As such, Franklin Roosevelt felt that it was the obligation of every American to help countries fighting the enemies of democratic institutions. Thus, he agreed to abolish the so-called “cash-and-carry basis of purchasing war goods for “allied” countries. After the November 5th presidential election (after Roosevelt’s victory), Roosevelt urged the US Congress to increase war aid to countries fighting the Axis umbrella. He also urged the body to consider the arming of the United States in case the United States entered the war. He also announced to the American public that the United States had never been apathetic in its foreign relations; that it aimed to protect the world from the barbarism of totalitarianism and racism. Thus he said,

“Through these years of war, we Americans have never been neutral in thought. We have never been indifferent to the fate of Hitler's victim. And, increasingly, we have become aware of the peril to ourselves, to our democratic traditions and institutions, to our country, and to our hemisphere. We have known what victory for the aggressors would mean to us. Therefore, the American people, through the Congress, have taken important and costly steps to give great aid to those nations actively fighting against Nazi-Fascist domination” (Roosevelt 1: URL cited).

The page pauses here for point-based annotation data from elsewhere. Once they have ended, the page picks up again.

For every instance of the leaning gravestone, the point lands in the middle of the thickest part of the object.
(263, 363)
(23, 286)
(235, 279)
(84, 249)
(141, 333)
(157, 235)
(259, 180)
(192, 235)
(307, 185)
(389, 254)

From this point, the United States was ready to give its economy to the war effort. Factories producing chocolates were transformed into tank factories. Milk manufacturing centers became armament centers. The whole government bureaucracy was directed to the war effort. When the Nazis invaded the Soviet Union on June 22, 1941, the United States increased its aid to the “allies.” The US promised to send 10, 000 tanks to the Soviet Union by August of the same year (the USSR was almost defeated were it not for US aid). With the Japanese attack on Pearl Harbor in December 1941, the whole US economy was producing war materials greater than the whole production capability of the Axis powers. Involvement in the war resulted.

Works Cited

Churchill, Winston. The Second World War. London: Houghton Mifflin Books, 1986.

Lend-Lease Act. 2007. 9 December 2007 from http://www.spartacus.schoolnet.co.uk/2WWlendlease.htm (accessed).

Roosevelt, Franklin. FRANKLIN D. ROOSEVELT'S MESSAGE TO CONGRESS URGING THE ARMING OF AMERICAN FLAG SHIPS ENGAGED IN FOREIGN COMMERCE. Department of State Bulletin, October 11, 1941. 9 December 2007 from http://www.ibiblio.org/pha/policy/1941/411009a.html (accessed).

Toynbee, Arnold.  A Study of History. (Abridged) Oxford University Press, 1987.